Google Glass is off to a rocky start in the UK with cinemas now banning the headsets from their theaters just a few days after regulators laid out how Glass will have to adhere to data laws.
Vue, one of the largest cinema chains in the UK, and the Cinema Exhibitors’ Association have outlined the ban and their reasons, stating that piracy is the main reason behind the move, much like the similar ban seen in the US.
Chief executive of the Cinema Exhibitors’ Association, Phil Clapp made the CEA’s feelings clear on Glass saying “Customers will be requested not to wear these into cinema auditoriums, whether the film is playing or not.”
There has already been an incident in a theater in London where one patron was asked to remove his headset. There is a small light on the hardware that lights up when recording but cinema staff could not determine for sure if it was recording or not and simply asked him to remove it. Google Glass can only record about 45 minutes of video before powering down, which means it’s unlikely that one person could film a full movie.

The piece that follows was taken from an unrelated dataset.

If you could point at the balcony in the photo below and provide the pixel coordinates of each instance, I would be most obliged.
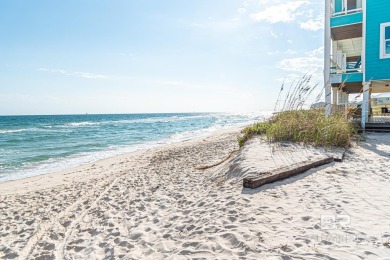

Other cinema and theater chains say they are considering options for dealing with Glass. Really Useful Group, the theater and film production company of Andrew Lloyd Webber said that it will “evaluate the implications, especially with regard to the effect on the cast, creative team and members of the public.”
The filming function on Google Glass continues to irk many privacy advocates as it is often possible to film someone without their knowledge or consent.
Last week the UK’s Information Commissioner’s Office, an independent regulator, made it clear that the use of Google Glass must fall in line with the country’s Data Protection Act.